Task 2: Model Training

  • Train at least three of the following classification models:
    • Logistic Regression (3 points)
    • Decision Tree Classifier (3 points)
    • Random Forest Classifier (3 points)
    • K-Nearest Neighbors (3 points)
  • For each model, briefly explain the working principle.

Hint

  • For each algorithm, ensure you understand the basic principle; logistic regression is about probabilities, decision trees make hierarchical decisions, etc.
  • Consult the scikit-learn documentation for details on parameters and usage of different classifiers.

Task 3: Model Validation

  • Use cross-validation to estimate the effectiveness of each model.
  • Report the accuracy, precision, recall, F1-score, and ROC-AUC for each model.

Hint

  • Implement cross-validation using sklearn.model_selection.cross_val_score or sklearn.model_selection.cross_validate.
  • For metrics, explore sklearn.metrics for functions like accuracy_score, precision_score, recall_score, f1_score, and roc_auc_score.

Part 4: Model Evaluation and Interpretation

Task 1: Model Comparison + Result Interpretation

  • Interpret the results of the best performing model.
  • Discuss the importance of feature contributions to the model’s predictions.
  • Reflect on the potential real-world implications of the model’s performance (e.g., overfitting, misclassification costs).

Hint

  • When interpreting the ROC curve, recall that a curve closer to the top-left corner indicates a better performance.

Deliverables: - A Quarto Notebook containing all code and visualizations. - A written report summarizing your findings from the EDA, the decisions you made during preprocessing, and the rationale behind your choices.

Submission Guidelines: - Push your Quarto Notebook to your GitHub repository. - Ensure your commit messages are descriptive.
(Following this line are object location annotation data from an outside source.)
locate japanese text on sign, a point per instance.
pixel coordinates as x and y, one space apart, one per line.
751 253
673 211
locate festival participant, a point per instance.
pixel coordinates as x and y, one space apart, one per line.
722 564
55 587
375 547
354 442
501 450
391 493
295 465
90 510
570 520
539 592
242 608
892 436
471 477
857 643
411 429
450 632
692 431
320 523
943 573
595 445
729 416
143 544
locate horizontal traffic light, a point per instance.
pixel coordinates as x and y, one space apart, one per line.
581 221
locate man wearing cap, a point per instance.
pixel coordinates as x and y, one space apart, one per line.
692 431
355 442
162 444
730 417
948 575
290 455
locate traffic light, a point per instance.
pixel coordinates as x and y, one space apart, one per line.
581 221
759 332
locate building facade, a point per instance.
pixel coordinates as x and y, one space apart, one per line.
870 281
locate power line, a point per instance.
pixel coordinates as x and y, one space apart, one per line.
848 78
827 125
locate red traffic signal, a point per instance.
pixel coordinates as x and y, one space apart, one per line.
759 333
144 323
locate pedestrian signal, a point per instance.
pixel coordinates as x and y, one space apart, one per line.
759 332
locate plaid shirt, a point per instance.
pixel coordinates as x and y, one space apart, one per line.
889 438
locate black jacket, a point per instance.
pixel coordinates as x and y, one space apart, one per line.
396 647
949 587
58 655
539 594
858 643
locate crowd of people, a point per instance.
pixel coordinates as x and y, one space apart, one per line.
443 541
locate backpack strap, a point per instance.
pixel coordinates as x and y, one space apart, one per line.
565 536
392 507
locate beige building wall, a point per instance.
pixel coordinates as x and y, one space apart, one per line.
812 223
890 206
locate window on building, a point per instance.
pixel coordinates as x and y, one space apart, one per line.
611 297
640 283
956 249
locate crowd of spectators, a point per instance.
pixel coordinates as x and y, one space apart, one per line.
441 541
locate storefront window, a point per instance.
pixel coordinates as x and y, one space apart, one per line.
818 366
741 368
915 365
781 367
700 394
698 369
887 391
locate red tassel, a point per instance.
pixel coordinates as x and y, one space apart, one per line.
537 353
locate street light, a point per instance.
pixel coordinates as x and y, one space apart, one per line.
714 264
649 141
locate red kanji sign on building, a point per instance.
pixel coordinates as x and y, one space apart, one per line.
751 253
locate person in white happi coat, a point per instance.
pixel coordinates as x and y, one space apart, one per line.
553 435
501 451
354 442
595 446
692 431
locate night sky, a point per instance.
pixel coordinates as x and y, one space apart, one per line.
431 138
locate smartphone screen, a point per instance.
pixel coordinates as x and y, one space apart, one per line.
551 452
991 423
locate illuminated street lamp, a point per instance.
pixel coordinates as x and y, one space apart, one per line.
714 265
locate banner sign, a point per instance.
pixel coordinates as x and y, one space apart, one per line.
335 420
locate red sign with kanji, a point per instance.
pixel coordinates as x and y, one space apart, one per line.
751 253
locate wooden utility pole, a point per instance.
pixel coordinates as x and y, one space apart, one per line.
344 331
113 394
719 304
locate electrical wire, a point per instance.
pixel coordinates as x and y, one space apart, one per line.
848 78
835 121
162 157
Grading Rubric: Your work will be evaluated based on the following criteria: - Correctness and completeness of the code. - Quality and clarity of the visualizations and summary report. - Proper use of comments and documentation in the code. - Adherence to the submission guidelines.

Points Distribution: Each task is allocated a specific number of points. Points will be awarded based on the completeness and correctness of the work submitted. Be sure to follow best practices in data analysis and provide interpretations for your findings and decisions during preprocessing.

Good luck, and may your insights be profound!